Hundreds of fans, team-mates and players paid tribute to him, including Gary Lineker and Robbie Fowler.
Leeds United owner, Andrea Radrizzani, said: “Naming the South Stand after Norman is the very least we could do to recognise the lifetime of hard work and dedication he gave to our football club – firstly as a hugely successful player and secondly as an ambassador for Leeds United.
“Norman was respected and loved by everyone connected to the club and as we battle through uncertain times it is unlikely that he will be able to be given the send-off he deserves and therefore we expect the South Stand to be bouncing when fans are finally allowed to return to Elland Road and pay their respects to a giant of the game.

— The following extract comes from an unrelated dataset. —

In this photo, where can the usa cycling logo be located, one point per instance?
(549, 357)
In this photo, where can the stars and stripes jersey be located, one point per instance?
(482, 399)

“I would also like to say a massive thank you to our current South Stand sponsor TransUnion, they have been completely supportive and encouraging of the suggestion to rename the stand after Norman.”
Hunter’s wife, Sue, added: “As a family we are touched by the club’s decision to name the South Stand after Norman and we would like to take this opportunity to thank the supporters of the club and the game in general for the amazing messages of sympathy we have received in recent days.
“Finally, once again we would also like to thank all the doctors and nurses and everyone in the NHS who supported Norman too.”
Hunter follows in the footsteps of Don Revie, who was his manager for much of his time with Leeds, in having an Elland Road stand named after him.
Fellow club hero John Charles, whose playing career with the Yorkshire side in 1962, the year Hunter made his first-team debut aged 18, also has the honour.
Hunter’s former team-mate and captain Billy Bremner, meanwhile, was commemorated with a statue outside the ground.